# Rat water system valves - EOI



## bowdnboy (Dec 1, 2009)

G'Day all,

Thought I'd post this. I've just recently finished the watering system on my rat racks. I was having trouble with how to actually plug the hose into the water reservoir, untill a mate jumped on his metal lathe (?) and turned out a brass bolt. Works perfectly, with a small o-ring, and designed for 6mm hosing to connect to. Absolute bliss!!!! no more water bottles lol

Anyway have a look and see what you think. While I'm here, would people want them and what would you expect to pay. . I was thinking around $8ea. sounds alot for such a small piece of metal, but it takes him about 15min to do one, and they are brass bolts bout 1 inch long.

Cheers
Colby


----------



## chickensnake (Dec 1, 2009)

does the water just drip out constantly or does something go on the end of the hose lol


----------



## bowdnboy (Dec 1, 2009)

lol, yer, there are sippers on the end of the hoses into each tub. They dont just drip.

Cheers


----------



## chickensnake (Dec 1, 2009)

LOL kool. It is a really awesome idea.


----------



## j.kcustoms (Dec 1, 2009)

i've seen people use a silicon nozzle but takes a bit of time to get right where yours just drill a hole and put it in 'simple' i'd buy one well done


----------



## andyh (Dec 1, 2009)

I`d take one too, great idea


----------



## bowdnboy (Dec 1, 2009)

Hey, thanks guys, but I cant take the credit for these little babies, my mate did all the work.

Anyway, if you want, PM me, and I can pass email details onto him.


----------



## ADZz_93 (Dec 1, 2009)

i would buy one IF bread rats, which i may in the future


----------



## ADZz_93 (Dec 1, 2009)

lol *bred


----------



## Crocboy (Dec 1, 2009)

Your mates a wiz by the look of it. Good job.


----------



## monkeyboy (Dec 1, 2009)

You can get something very similar at any go kart shop, they are used in fuel tanks and are alloy instead of brass, with 2 softish washers to prevent leaks. What did you use at the end of the line where the rats drink from?
Steve


----------



## bowdnboy (Dec 1, 2009)

Steve,
I used the edstrom water sippers - 3/16" barbed connection type. Worth every cent!


----------



## wokka (Dec 2, 2009)

A plastic 4mm joiner as used in garden irrigation costs about $0.40 each or less if in bulk from the local hardware.For larger size hoses they can be used in conjunction with rubber grommets (also used in irrigation.)


----------



## bowdnboy (Dec 2, 2009)

Yer woka, I had a look at those and tried them out, but found they leaked, and due to using the smaller hose, didnt seal nearly as well as I would have liked


----------



## wokka (Dec 2, 2009)

It looks like the header tanks you are using have a half inch BSP female thread to take a tap. You can get an off the shlf fitting to go from that to your hose.


----------



## monkeyboy (Dec 2, 2009)

Yeah I was checking out the edstrom valves too from some websites in the states, did you find a supplier worth recommending?


----------



## Sdaji (Dec 4, 2009)

I use the agselect valves too, but I just have the tubes in the reservoir and syphon the water out. If I was to do anything else I would either need an easily detachable fitting on the reservoir with a tap or I would have to fill them where they are, which would make filling and cleaning very difficult. If I am missing something, point it out and I'll buy whatever will make life easier!


----------



## bowdnboy (Dec 7, 2009)

Hey wokka, ok, I hadnt seen any valves that would suit anywhere I looked.

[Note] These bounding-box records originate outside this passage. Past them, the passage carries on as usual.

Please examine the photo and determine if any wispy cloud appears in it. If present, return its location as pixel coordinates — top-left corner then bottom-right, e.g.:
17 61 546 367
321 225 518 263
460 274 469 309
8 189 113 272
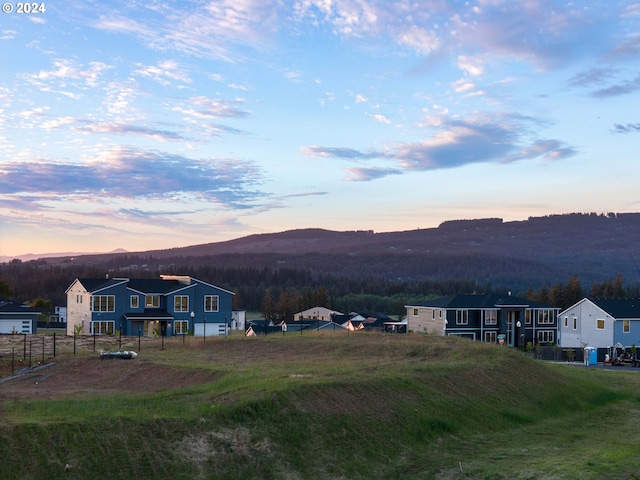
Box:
591 75 640 98
0 147 262 208
301 115 577 181
613 123 640 133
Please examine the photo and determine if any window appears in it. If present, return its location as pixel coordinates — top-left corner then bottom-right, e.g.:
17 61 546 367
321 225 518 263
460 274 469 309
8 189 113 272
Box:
538 330 556 343
91 320 116 335
173 320 189 335
484 310 498 325
204 295 218 312
173 295 189 312
144 295 160 308
538 309 553 325
484 332 496 343
91 295 116 312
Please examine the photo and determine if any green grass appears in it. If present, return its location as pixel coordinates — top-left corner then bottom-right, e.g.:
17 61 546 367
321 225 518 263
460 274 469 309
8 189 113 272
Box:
0 333 640 480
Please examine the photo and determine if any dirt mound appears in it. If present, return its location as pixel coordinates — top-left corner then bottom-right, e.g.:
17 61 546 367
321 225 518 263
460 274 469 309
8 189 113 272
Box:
0 357 217 401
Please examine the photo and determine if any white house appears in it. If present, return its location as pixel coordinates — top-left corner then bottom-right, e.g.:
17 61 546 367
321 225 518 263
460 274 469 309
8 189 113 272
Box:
293 307 343 322
558 298 640 348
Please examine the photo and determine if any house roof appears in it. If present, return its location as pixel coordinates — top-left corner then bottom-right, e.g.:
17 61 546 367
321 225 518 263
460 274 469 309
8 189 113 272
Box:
67 275 234 295
407 293 554 309
127 278 193 295
0 298 40 314
588 297 640 318
124 308 173 320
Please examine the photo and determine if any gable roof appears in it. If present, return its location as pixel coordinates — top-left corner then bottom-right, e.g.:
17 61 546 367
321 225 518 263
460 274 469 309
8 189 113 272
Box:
588 297 640 318
407 293 555 309
66 275 235 295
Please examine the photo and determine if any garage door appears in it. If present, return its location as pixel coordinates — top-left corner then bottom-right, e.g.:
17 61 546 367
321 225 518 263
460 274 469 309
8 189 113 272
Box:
0 320 33 333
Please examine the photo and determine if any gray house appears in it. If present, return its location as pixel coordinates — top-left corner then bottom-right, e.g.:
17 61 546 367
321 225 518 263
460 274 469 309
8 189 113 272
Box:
405 294 559 347
0 298 40 333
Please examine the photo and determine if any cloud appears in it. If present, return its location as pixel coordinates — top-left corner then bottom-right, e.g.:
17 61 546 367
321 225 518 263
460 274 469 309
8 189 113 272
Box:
569 67 617 87
371 113 391 124
0 147 262 208
591 75 640 98
345 167 402 182
300 146 384 160
301 115 577 181
173 96 249 119
133 60 191 86
613 123 640 133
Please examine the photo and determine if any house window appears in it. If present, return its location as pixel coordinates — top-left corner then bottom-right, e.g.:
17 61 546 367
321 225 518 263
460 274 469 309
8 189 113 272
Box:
538 309 553 325
91 320 116 335
484 310 498 325
173 295 189 312
91 295 116 312
173 320 189 335
204 295 218 312
538 330 556 343
484 332 497 343
144 295 160 308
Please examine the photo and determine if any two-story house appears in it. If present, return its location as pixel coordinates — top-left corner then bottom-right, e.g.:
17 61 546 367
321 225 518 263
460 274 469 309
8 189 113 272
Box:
558 297 640 348
66 275 234 336
405 294 559 348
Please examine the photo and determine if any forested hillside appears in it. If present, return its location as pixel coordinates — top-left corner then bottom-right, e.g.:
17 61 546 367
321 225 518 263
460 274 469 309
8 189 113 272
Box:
0 214 640 315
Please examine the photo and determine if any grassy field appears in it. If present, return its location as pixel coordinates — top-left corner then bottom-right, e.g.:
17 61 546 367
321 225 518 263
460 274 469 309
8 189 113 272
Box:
0 332 640 480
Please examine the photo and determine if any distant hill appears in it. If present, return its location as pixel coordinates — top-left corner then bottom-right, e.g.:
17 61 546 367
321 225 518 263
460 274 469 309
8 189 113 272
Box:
60 213 640 288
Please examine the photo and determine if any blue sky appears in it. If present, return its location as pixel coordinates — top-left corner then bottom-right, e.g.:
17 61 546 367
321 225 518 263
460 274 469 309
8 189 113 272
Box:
0 0 640 256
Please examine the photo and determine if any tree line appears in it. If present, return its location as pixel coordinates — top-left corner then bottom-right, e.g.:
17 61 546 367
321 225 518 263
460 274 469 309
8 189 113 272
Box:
0 261 640 320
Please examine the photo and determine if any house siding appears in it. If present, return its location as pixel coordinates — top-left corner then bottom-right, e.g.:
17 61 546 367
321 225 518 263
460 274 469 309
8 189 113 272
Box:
67 276 233 336
407 307 445 335
558 298 616 348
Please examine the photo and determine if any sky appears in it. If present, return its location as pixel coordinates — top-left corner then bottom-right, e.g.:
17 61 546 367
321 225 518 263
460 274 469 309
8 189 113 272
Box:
0 0 640 256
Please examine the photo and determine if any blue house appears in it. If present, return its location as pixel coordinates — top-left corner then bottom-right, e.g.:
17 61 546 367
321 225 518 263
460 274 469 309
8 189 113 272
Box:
405 294 559 348
66 275 234 336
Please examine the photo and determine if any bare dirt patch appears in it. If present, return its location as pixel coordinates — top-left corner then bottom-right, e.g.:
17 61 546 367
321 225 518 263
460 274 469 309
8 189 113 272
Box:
0 357 217 402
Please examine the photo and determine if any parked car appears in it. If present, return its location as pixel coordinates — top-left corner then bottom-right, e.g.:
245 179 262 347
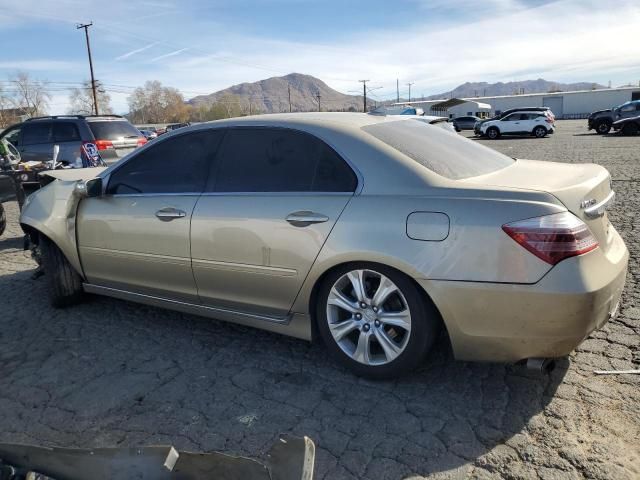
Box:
0 115 147 164
21 113 629 378
473 107 556 135
140 130 158 140
587 100 640 135
480 111 555 140
451 115 482 132
612 116 640 135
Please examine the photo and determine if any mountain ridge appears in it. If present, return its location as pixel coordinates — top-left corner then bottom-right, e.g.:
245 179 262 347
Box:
187 73 606 113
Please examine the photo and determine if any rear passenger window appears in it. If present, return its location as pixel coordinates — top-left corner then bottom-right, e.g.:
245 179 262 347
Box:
107 130 223 195
213 128 357 192
22 121 51 145
53 122 80 142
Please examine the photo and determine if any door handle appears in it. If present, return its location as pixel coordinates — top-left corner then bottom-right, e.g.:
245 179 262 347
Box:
285 210 329 227
156 207 187 222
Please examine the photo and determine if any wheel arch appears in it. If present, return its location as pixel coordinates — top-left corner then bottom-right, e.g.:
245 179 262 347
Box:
304 259 447 343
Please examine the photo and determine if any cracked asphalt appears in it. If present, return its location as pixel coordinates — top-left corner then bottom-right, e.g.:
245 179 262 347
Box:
0 120 640 480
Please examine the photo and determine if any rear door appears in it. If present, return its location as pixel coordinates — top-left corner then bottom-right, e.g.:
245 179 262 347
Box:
191 127 358 317
498 113 521 133
77 130 221 302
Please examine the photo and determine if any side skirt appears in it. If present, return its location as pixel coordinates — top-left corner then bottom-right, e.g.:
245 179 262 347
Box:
82 283 311 340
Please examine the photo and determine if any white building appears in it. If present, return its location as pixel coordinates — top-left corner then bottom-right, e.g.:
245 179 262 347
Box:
398 86 640 119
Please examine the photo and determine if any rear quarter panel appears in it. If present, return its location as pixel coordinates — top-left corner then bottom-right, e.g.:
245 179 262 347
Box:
294 191 565 312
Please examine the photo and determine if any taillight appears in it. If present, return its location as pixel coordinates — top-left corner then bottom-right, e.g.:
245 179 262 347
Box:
502 212 598 265
95 140 113 150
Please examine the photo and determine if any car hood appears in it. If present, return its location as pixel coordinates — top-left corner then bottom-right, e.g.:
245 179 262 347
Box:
613 115 640 125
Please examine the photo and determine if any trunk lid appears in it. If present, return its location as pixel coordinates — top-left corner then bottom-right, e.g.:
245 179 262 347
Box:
463 160 614 250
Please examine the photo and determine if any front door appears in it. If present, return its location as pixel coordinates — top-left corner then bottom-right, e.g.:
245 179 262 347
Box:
191 127 358 317
500 113 522 133
77 130 221 302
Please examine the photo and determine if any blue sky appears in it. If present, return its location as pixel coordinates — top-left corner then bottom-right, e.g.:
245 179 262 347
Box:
0 0 640 113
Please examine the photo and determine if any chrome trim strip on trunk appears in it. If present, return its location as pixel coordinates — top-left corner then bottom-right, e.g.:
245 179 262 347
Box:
584 190 616 218
82 283 291 328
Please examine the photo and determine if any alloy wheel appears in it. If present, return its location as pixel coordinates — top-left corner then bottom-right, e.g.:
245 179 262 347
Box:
326 269 411 365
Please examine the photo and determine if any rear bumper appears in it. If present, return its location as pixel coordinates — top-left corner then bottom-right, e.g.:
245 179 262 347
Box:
418 232 629 362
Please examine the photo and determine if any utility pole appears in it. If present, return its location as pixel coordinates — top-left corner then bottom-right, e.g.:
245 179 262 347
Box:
76 22 98 115
407 82 416 103
358 80 369 113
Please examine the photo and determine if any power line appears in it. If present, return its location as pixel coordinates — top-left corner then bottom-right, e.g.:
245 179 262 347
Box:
358 80 369 113
407 82 416 103
76 22 99 115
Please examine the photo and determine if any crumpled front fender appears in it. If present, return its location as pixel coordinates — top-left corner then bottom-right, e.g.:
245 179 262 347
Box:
20 180 84 277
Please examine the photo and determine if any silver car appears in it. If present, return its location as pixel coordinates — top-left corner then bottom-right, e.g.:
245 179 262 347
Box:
21 113 629 378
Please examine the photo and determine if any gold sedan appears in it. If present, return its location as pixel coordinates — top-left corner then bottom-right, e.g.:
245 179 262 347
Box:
21 113 628 378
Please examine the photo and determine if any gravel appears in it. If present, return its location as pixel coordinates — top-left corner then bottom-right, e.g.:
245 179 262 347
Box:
0 120 640 480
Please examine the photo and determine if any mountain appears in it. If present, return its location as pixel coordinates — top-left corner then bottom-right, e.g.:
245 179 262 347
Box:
187 73 363 113
425 78 605 100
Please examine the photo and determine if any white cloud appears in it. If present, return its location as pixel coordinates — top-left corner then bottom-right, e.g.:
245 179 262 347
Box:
114 42 158 61
150 48 189 62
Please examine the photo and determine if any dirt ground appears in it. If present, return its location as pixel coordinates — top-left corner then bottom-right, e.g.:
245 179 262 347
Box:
0 120 640 480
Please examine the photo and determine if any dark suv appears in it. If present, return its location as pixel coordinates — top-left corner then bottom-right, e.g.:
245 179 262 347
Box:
0 115 147 164
587 100 640 135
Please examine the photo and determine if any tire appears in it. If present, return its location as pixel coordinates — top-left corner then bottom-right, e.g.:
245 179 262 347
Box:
0 203 7 236
39 235 84 308
485 127 500 140
596 120 611 135
532 125 547 138
315 263 441 379
622 123 640 135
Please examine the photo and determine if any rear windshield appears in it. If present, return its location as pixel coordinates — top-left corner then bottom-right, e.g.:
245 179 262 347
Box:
88 120 140 140
362 120 515 180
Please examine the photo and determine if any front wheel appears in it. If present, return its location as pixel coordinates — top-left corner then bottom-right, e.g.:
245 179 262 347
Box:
0 203 7 236
39 235 84 308
533 125 547 138
316 264 440 379
487 127 500 140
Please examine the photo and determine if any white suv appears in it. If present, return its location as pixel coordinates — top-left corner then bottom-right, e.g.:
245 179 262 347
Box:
480 110 555 140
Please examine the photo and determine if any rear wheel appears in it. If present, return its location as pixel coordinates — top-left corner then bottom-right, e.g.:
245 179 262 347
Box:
316 263 440 378
596 121 611 135
622 123 640 135
533 125 547 138
0 203 7 235
40 235 84 308
487 127 500 140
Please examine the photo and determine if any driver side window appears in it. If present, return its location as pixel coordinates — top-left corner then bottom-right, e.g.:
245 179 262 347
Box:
106 130 223 195
4 127 20 147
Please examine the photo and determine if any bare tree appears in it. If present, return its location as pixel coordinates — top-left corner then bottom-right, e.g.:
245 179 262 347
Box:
128 80 191 123
68 80 113 115
9 72 51 116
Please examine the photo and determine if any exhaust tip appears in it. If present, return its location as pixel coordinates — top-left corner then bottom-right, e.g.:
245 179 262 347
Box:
527 357 556 375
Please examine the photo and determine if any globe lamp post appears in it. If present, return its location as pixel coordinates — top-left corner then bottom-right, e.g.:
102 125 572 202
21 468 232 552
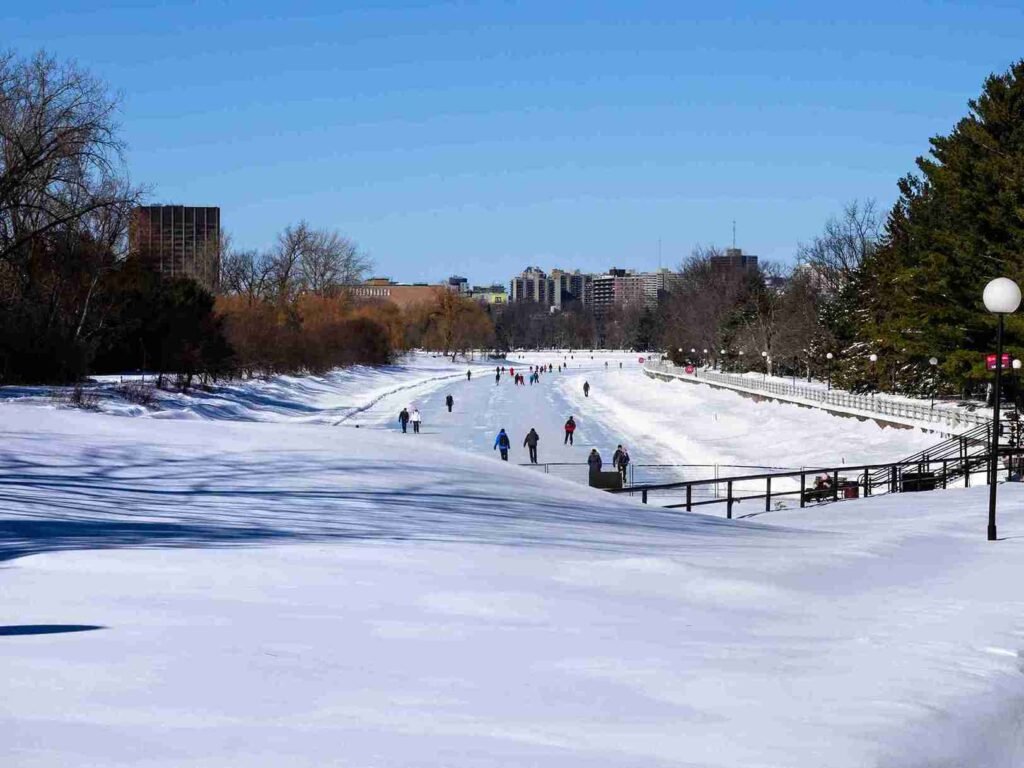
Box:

Your right, those containers do have the female tap fitting in them. I thought the same thing. Surely there is a fitting that would fit it, and be able to put the smaller hose off it some how, but every where I looked, and asked they had no idea!!!

There was the connectors that you just screwed into the bigger black hosing (irrigation type) but didnt seal real well, and there was leakage. Anyway, these ones do the job well, and pretty simple design as well.

Monkeyboy, yer I found a supplier in Sydney for the edstrom valve / sippers - Nick Livanos. I think his business is called nicks birds. Anyway, his email is [email protected]. 

Hey Sadji, yer I looked at thsoe tank connectors, and until my mate made the other ones was going to buy them, however at $20ea, was going to be a small fortune just to plumb the water to the resorvoirs. 

I dont have any easy disconnection tap with mine. All I do to fill the containers is use the garden hose and fill the containers up, as the garage is close to the outside tap.

Cheers


----------



## wokka (Dec 7, 2009)

use a half inch BSP x 13mm poly tail end connector


----------



## bowdnboy (Dec 7, 2009)

Cheers Wokka, sorry for my ignorance though, but whats BSP stand for


----------



## wokka (Dec 7, 2009)

bowdnboy said:


> Cheers Wokka, sorry for my ignorance though, but whats BSP stand for



British Standard Pipe. It refers to the type of thread.


----------



## bowdnboy (Dec 7, 2009)

Ahhh, cheers

Thanks for that


----------